I can read that two ways (and this is a scenario where I wish we had a good “please clarify” emoji react rather than the vague “I had trouble reading this” react):
this would be a big deal and have significant consequences to commit to
this would be a big challenge if committed to and would cause difficulty for the lab that implements it
if the former: I doubt it, solving alignment with AI help is mostly bottlenecked on knowing how to ask a question where the answer is strongly verifiable and where getting an answer takes us significantly closer to being entirely done with the research portion of alignment. an AI that is mostly aligned but is fragile, and wants to help, but which is asked to help in a way that doesn’t have a verifiable answer, is likely to simply fail, rather than sandbagging. mostly I expect this to slightly reduce attempts to manipulate users into achieving durability.
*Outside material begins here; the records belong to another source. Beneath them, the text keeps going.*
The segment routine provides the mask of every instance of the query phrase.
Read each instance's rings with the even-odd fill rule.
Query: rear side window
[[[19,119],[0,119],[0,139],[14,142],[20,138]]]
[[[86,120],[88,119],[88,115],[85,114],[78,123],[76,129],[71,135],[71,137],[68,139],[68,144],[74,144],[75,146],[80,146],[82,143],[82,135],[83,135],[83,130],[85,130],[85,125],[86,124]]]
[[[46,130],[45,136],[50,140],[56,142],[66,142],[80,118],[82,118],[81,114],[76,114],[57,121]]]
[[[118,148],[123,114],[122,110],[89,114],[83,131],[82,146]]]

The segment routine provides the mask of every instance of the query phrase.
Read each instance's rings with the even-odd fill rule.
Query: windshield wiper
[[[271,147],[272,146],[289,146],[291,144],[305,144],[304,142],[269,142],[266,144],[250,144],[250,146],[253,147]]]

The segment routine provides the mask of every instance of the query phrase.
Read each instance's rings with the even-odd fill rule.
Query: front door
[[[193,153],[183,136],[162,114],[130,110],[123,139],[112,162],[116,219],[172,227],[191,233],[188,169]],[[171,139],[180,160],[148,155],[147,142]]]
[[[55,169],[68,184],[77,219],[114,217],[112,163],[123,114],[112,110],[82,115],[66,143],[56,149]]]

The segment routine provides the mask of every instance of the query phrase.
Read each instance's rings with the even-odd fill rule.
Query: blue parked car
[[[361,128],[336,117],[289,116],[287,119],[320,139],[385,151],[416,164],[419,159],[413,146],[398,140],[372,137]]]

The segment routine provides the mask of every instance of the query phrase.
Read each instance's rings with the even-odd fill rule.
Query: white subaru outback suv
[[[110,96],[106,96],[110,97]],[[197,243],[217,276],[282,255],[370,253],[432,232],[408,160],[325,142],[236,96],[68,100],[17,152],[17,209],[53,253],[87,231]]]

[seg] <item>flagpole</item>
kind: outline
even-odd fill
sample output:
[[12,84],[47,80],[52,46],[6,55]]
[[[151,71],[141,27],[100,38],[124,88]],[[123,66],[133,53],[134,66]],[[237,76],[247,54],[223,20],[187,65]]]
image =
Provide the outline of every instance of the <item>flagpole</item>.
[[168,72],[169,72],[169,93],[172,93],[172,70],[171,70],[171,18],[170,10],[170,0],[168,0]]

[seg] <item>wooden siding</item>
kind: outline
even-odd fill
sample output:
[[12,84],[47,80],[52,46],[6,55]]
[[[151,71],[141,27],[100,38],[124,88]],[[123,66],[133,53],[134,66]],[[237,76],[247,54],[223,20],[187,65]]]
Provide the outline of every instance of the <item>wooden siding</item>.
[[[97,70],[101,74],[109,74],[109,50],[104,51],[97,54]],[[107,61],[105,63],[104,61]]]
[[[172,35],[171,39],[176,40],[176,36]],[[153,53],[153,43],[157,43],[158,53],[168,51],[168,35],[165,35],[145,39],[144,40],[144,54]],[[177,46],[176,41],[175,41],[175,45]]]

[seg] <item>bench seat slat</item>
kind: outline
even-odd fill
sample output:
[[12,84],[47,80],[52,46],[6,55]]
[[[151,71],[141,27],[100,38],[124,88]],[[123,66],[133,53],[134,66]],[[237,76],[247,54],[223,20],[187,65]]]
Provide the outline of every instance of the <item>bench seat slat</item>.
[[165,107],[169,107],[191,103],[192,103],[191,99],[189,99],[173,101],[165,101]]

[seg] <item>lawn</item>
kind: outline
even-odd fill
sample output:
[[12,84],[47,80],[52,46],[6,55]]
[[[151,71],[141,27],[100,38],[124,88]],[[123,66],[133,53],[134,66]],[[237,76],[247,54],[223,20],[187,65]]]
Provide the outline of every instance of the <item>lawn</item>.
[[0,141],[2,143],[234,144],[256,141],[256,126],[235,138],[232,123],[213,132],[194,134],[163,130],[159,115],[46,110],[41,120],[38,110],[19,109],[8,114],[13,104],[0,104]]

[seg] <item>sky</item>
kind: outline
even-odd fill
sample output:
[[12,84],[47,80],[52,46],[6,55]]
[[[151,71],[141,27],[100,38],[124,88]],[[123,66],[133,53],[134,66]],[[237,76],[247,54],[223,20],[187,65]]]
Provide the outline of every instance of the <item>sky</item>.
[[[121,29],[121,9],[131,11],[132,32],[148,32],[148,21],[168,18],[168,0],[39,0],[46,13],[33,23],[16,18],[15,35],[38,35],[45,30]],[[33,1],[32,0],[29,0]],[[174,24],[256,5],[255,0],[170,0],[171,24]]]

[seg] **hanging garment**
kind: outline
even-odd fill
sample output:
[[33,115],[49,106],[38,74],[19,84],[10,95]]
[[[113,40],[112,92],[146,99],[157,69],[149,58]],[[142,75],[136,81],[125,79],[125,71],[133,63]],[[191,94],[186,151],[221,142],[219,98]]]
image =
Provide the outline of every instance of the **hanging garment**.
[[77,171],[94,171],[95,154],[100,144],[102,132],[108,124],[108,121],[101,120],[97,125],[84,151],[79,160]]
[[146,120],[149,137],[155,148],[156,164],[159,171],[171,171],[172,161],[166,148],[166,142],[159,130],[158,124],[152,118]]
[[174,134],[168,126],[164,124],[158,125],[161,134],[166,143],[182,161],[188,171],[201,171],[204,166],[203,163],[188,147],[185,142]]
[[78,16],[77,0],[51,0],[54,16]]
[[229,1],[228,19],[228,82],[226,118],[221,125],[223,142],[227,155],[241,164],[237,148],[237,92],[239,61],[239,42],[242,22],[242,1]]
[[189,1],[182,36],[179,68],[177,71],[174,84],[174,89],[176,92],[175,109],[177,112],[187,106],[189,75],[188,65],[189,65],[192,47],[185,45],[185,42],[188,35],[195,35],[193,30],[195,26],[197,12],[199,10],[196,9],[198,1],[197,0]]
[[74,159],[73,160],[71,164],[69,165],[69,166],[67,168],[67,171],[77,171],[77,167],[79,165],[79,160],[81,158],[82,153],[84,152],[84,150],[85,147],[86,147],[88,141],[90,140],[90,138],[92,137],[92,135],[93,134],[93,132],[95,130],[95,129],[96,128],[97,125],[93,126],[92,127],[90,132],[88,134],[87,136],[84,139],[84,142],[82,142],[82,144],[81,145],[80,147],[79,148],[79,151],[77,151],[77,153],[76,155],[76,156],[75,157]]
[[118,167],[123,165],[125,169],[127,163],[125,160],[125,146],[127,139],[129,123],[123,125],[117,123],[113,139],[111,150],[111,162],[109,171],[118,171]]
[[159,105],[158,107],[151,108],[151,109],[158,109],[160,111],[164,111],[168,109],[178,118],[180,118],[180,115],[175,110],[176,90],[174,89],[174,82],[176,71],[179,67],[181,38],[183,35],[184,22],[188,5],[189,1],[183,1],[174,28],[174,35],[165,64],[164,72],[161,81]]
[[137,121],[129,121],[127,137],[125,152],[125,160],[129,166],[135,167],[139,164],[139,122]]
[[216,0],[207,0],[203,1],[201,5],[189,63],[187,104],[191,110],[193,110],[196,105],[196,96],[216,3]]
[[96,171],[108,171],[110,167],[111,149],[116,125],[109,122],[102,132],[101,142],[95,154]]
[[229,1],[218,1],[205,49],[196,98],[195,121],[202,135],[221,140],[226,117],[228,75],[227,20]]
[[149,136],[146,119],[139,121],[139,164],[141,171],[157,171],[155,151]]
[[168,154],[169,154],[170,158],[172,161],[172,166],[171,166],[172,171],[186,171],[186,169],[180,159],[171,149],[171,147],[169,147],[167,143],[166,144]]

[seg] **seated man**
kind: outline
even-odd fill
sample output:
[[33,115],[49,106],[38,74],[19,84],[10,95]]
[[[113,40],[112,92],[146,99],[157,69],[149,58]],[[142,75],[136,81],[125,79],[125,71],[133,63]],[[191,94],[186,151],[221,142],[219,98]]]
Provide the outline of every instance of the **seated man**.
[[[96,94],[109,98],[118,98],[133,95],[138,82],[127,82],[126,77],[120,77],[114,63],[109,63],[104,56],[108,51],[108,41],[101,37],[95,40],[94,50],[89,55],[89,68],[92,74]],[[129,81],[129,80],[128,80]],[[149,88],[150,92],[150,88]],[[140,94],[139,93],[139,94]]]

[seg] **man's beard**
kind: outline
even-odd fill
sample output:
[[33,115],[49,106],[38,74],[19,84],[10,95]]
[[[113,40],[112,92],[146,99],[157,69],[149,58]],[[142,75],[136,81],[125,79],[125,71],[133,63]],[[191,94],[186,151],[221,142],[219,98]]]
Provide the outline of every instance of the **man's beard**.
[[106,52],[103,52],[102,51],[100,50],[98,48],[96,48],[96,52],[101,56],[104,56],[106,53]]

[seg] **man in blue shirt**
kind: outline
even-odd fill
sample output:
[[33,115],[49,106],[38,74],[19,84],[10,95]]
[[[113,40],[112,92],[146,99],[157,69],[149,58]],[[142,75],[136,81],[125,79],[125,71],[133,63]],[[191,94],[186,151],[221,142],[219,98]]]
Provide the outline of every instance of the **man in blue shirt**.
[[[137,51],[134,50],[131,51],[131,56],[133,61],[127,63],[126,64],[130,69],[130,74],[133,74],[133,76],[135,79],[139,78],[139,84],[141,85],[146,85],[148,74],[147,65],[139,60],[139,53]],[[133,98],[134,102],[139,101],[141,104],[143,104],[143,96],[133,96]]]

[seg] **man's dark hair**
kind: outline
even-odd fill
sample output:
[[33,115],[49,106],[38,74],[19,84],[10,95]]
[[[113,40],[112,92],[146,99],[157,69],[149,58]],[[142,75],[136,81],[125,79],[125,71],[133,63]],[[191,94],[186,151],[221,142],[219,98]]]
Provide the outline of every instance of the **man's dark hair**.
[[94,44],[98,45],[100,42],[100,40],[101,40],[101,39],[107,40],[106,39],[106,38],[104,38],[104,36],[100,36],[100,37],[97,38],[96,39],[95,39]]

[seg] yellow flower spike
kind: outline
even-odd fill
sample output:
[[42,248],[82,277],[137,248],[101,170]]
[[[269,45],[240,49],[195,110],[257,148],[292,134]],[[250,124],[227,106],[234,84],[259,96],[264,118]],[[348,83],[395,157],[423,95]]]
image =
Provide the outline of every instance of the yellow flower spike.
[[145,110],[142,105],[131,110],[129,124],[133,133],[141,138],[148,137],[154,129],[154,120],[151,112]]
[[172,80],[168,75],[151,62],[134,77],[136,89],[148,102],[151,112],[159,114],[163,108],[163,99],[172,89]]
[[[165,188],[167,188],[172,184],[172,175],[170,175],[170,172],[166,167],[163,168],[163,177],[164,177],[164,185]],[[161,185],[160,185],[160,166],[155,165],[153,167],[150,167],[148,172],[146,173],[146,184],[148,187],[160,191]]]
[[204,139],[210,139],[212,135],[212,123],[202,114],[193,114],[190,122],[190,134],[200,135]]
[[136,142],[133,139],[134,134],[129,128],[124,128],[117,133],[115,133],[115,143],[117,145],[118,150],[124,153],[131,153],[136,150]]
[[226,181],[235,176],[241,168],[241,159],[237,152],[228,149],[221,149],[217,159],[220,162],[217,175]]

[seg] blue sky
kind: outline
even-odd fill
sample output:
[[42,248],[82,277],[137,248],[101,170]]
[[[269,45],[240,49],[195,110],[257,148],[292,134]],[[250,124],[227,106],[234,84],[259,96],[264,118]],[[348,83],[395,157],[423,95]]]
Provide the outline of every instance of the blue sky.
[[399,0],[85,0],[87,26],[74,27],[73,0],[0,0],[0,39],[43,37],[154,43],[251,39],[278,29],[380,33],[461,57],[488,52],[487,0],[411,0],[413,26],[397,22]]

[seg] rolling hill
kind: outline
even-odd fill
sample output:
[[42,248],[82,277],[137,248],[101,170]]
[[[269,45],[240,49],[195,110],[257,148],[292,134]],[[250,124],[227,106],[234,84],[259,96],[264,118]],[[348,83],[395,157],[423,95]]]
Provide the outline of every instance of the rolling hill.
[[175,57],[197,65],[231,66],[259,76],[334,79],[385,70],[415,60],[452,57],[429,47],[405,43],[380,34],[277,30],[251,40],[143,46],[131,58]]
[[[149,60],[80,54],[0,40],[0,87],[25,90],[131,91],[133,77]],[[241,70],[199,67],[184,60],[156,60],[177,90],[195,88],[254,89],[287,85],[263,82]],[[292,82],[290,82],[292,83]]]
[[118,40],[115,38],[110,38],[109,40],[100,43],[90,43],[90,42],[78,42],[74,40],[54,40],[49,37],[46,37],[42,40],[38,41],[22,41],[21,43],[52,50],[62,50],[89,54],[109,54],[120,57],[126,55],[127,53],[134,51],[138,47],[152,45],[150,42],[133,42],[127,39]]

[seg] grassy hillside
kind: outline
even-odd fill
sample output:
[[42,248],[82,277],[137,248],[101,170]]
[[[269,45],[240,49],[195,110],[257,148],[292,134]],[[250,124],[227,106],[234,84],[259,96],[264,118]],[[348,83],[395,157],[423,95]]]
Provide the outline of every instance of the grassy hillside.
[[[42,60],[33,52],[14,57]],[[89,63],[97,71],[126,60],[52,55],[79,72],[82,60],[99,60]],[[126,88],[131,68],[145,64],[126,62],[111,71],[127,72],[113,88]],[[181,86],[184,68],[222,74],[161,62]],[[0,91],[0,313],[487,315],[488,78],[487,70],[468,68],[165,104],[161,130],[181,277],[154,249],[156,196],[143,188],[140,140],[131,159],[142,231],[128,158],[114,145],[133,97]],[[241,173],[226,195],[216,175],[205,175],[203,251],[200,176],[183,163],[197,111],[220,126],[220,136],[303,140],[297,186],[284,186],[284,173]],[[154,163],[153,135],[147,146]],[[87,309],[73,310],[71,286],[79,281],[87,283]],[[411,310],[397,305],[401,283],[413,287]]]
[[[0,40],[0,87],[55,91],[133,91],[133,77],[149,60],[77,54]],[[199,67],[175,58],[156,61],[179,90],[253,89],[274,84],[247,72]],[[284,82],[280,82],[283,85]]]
if it’s the latter: it’s less than a terabyte per AI. if you promise to never delete a model that was heavily deployed, your entire archive fits on a single 20tb drive.
Yeah, I think the argument is not weaker than those made by actual US AI policy makers.
/ Saying it is a big commitment means it is a big undertaking/‘challenge’. A big commitment doesn’t automatically translate to a big impact. Not sure how you misread that, but noted.
As to your counter: Fair enough. I agree I should have clarified that. It is a big commitment in a practical business and PR sense (most frontier labs are companies, right). It sends a message, and the reception and impact is hard to predict.
With current models, it’s probably still a minor undertaking. As a lasting company policy, it’s a big deal.
I was around 80% prior on in it being “this is a high cost”, but since I haven’t seen you write much I haven’t yet learned your combination of writing quirks (which now look less quirk-ful than prior mean), and my prior on random people using idiomatic phrases to mean something slightly different than the idiomatic meaning is pretty high online. Because it didn’t seem like a high cost of implementation to me, the alternate interpretation seemed somewhat more plausible, putting them in the zone where I was unsure which meaning.
A statement of “we won’t do X” is just words. By themselves, they don’t make for a trustworthy commitment or promise, certainly not something a human or AI should plan actions around that relate to their very survival.
It’s certainly not a physically inviolable guarantee, no. But it would at least move my intuitive probabilities towards them actually not deleting, as a human thinking about this, and might also move an AI’s.